Figure 6:. SEED-Selection enables the isolation of complex cell therapies without enriching for translocations or chromosomal loss between target loci

a–c, CD4⁺ T cells were edited with RNPs targeting TRAC, B2M, and CD4 (+M3814) and transduced with SEEDs encoding 1G4-LY, CD8, and CD47, respectively.
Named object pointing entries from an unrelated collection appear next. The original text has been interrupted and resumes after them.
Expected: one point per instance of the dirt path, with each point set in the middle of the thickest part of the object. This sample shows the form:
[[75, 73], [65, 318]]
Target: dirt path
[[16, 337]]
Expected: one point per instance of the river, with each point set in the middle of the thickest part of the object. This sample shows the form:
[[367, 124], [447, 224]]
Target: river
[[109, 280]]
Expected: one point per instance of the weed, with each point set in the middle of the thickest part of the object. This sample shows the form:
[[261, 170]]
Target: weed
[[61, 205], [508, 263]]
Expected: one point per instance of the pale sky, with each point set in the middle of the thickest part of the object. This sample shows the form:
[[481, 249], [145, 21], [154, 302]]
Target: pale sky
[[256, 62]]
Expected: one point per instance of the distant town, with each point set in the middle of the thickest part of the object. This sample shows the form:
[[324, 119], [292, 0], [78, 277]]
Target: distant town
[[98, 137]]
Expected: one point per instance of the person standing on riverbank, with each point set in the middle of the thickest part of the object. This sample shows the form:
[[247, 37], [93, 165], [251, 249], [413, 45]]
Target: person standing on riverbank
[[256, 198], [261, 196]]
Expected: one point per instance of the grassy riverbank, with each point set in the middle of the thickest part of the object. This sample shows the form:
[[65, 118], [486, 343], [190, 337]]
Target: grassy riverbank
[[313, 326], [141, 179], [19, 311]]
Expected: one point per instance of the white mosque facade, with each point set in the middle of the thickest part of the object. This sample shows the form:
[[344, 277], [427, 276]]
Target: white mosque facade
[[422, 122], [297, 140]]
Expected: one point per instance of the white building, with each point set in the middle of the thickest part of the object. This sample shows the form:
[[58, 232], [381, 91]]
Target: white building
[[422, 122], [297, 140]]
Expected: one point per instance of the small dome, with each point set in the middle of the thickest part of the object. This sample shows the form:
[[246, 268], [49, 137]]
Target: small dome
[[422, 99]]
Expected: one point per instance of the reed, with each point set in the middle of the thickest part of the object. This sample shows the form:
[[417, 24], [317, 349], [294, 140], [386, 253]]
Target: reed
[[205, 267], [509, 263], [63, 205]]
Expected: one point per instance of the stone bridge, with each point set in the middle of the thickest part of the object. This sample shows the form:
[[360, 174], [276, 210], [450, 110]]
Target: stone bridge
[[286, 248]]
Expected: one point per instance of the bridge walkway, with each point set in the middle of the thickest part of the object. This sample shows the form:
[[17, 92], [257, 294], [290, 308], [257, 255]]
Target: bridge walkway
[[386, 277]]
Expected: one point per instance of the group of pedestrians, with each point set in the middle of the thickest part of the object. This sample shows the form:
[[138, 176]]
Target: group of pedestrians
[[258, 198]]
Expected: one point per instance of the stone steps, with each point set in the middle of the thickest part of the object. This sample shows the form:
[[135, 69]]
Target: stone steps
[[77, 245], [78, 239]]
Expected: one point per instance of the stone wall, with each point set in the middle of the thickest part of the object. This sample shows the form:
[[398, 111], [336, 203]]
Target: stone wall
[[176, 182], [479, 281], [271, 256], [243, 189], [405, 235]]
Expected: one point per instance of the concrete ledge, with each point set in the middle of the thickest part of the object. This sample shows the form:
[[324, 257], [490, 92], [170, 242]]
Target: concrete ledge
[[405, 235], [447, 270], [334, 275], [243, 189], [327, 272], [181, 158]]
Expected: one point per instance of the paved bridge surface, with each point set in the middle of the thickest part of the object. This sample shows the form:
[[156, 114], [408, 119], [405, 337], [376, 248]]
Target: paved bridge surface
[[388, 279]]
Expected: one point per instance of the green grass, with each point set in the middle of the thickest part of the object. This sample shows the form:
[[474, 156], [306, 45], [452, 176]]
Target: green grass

Edited cells were then immunomagnetically purified with BW242, anti-CD4, and anti-B2M (n = 2 donors). a, Diagram of the workflow for multiplexed editing and enrichment. b, Flow cytometry plots of SEED target expression (endogenous TCR, CD4, B2M), SEED payload expression (CD8, CD47), and NY-ESO-1 dextramer binding. c, Percentage of cells expressing any SEED target or a mispaired TCR (BW242⁺ or CD4⁺ or B2M⁺) or triple knockout/triple knock-in cells with correct 1G4-LY pairing (BW242^– B2M^– CD4^– Dextramer⁺ CD47⁺ CD8⁺). d, Assessment of balanced translocations between TRAC, B2M, and CD4 after multiplexed editing (+M3814) and SEED-Selection via digital droplet PCR after a 9-day expansion (n = 3 donors). e–g, Partial and total chromosome loss was assessed in after multiplexed editing and SEED-Selection via single cell RNA sequencing (n = 3 donors). e, Representative gene expression profiles of cells with partial or complete loss of chromosome 14 after multiplexed editing. f, Normalized frequency of cells with partial and total chromosomal loss. g, Normalized frequency of cells with 1 or more chromosomal abnormalities. Significance for d, f, and g was assessed using repeated-measures one-way ANOVAs and Turkey’s multiple comparison test.